Anthropologie et anthropologies : L’anthropologie sophrologique

Le mot anthropologie a été créé à partir de deux termes grecs : anthropos, qui signifie homme et logos, qui fait référence à la raison, à la parole et qui, par extension, signifie également étude. L’anthropologie étudie l’homme en tant qu’être : ce qui le constitue, son origine, le sens de sa vie et sa présence au monde en tant qu’être agissant.
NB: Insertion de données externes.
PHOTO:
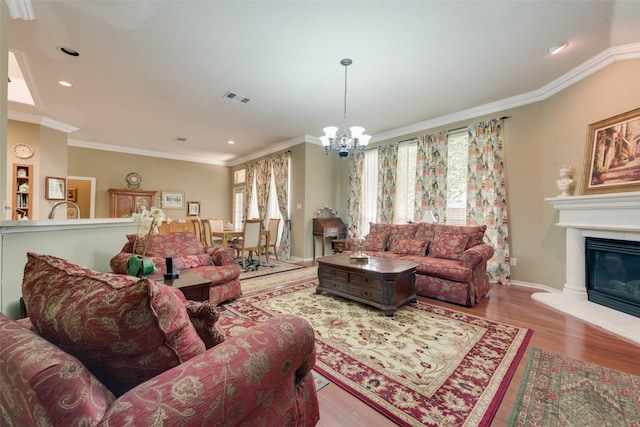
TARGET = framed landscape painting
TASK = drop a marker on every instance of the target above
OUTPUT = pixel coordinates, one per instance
(172, 200)
(612, 155)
Le terme anthropologie sert à désigner l’étude de l’homme. Cette discipline ap- préhende l’être humain en tant qu’unité substantielle corps/esprit. Or, ce champ d’études est vaste, d’où l’existence de nombreux traités d’anthropologie dans lesquels l’être humain est envisagé sous des angles multiples et variés, donnant naissance à plusieurs sous-disciplines anthropologiques : l’anthropologie physique, psychologique, philosophique, sociale, etc.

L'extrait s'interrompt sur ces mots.